Scopes follow the same pattern: the resolved environment's scopes when non-empty, otherwise the provider's base scopes.
If `Environments::resolve` fails — because the name is unknown or the environments file cannot be parsed — the provider logs the error at `DEBUG` level and falls back to the next source.
No token or secret is included in the log; only the environment name and error message appear.
## Example
```rust,no_run
use std::sync::Arc;
use cli_engine::{
BuildInfo, Cli, CliConfig,
auth::pkce::PkceAuthProvider,
environments::{EnvironmentDef, Environments},
};
// Build one Arc<Environments> and share it. `with_app_id` must match the
// CliConfig app_id ("my-cli") so the environments.toml file path resolves.
let environments = Arc::new(
Environments::new("prod")
.with_app_id("my-cli")
.with_environment(
"prod",
EnvironmentDef::new()
.with_client_id("prod-client-id")
.with_auth_url("https://api.example.com/v2/oauth2/authorize")
.with_token_url("https://api.example.com/v2/oauth2/token")
.with_scopes(&["openid", "profile"])
.with_field("api_url", "https://api.example.com"),
)
.with_environment(
"ote",
EnvironmentDef::new()
.with_client_id("ote-client-id")
.with_auth_url("https://api.ote.example.com/v2/oauth2/authorize")
.with_token_url("https://api.ote.example.com/v2/oauth2/token")
.with_field("api_url", "https://api.ote.example.com"),
)
.with_config_file(true),
);
let provider = Arc::new(
PkceAuthProvider::new(
"primary",
"https://api.example.com/v2/oauth2/authorize",
"https://api.example.com/v2/oauth2/token",
"fallback-client-id",
&["openid"],
)
.with_environments(Arc::clone(&environments)),
);
let cli = Cli::new(
CliConfig::new("my-cli", "My CLI", "my-cli")
.with_build(BuildInfo::new(env!("CARGO_PKG_VERSION")))
.with_default_auth_provider("primary")
.with_auth_provider(provider)
// The same Arc the provider was wired with — not a separate copy — so the
// file layer and active-env persistence resolve identically for both.
.with_environments(environments),
);
```
With this setup:
- Running `my-cli env list` prints `ote` and `prod`, marking whichever is active.
- Running `my-cli env set ote` persists `ote` as active; subsequent invocations target OTE.

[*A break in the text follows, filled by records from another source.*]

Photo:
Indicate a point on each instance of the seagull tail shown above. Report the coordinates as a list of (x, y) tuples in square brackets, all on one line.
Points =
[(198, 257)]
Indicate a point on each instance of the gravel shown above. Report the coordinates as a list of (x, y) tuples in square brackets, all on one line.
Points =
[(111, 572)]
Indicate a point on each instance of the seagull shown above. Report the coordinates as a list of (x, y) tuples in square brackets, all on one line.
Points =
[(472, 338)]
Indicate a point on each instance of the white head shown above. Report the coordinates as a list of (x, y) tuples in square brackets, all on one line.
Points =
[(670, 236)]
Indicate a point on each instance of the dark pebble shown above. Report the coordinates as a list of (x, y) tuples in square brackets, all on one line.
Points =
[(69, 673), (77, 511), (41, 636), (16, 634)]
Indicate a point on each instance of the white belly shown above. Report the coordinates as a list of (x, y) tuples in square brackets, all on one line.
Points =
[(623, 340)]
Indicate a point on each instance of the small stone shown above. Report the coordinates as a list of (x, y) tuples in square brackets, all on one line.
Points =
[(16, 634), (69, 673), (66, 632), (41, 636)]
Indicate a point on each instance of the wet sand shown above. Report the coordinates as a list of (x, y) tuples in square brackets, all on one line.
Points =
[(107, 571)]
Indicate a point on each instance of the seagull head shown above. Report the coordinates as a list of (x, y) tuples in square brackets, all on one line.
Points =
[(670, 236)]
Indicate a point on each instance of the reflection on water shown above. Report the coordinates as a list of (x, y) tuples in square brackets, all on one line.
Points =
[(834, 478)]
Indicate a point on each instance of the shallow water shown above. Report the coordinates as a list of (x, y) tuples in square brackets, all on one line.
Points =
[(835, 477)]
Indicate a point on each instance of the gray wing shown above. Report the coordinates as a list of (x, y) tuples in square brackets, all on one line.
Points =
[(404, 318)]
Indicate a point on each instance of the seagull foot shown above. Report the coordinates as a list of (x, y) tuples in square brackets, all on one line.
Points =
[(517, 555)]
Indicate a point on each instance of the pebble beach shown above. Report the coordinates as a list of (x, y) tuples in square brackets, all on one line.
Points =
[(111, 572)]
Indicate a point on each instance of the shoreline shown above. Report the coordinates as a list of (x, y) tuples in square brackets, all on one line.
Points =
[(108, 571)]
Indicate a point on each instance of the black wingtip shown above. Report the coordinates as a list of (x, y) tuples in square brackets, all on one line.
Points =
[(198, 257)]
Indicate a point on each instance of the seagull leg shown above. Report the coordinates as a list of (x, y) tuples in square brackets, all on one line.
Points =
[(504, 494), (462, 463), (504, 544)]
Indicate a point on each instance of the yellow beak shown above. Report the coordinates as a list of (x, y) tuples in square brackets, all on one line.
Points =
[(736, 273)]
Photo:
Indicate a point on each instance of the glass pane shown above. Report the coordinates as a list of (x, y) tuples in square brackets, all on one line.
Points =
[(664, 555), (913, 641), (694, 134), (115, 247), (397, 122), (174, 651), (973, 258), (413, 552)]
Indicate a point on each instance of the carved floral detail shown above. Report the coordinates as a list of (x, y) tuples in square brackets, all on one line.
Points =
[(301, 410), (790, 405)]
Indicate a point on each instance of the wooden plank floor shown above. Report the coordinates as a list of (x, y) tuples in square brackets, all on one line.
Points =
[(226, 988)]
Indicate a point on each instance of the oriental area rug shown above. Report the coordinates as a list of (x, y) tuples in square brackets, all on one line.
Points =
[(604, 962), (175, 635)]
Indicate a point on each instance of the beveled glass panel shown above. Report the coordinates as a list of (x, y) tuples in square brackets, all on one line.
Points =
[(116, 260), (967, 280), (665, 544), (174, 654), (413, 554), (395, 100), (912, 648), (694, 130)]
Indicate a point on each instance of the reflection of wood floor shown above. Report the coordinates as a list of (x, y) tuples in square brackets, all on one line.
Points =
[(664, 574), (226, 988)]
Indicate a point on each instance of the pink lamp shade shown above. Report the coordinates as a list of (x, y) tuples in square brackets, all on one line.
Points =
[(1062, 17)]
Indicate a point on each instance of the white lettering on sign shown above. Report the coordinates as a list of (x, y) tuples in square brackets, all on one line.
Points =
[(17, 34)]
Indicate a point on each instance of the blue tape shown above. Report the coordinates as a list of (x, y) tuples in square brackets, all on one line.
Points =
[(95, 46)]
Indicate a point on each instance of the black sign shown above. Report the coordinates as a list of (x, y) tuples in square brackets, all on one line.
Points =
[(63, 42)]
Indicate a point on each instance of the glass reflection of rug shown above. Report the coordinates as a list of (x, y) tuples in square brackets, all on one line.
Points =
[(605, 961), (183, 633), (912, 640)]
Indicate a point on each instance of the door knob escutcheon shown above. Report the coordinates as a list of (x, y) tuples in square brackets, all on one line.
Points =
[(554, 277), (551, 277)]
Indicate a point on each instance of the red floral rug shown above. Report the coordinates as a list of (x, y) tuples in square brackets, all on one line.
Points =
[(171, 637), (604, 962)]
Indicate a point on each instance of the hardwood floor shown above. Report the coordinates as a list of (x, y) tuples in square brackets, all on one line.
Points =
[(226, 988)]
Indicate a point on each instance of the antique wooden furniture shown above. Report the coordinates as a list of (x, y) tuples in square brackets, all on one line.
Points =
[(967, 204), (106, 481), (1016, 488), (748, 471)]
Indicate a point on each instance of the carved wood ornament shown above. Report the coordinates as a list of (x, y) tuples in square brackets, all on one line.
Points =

- Running `my-cli --env prod <command>` overrides the active environment for that invocation only.
- `PROD_OAUTH_CLIENT_ID=override my-cli --env prod auth login` injects the override at the env-var layer.
- A user-supplied `environments.toml` in the config directory can add new environments or override fields without recompiling.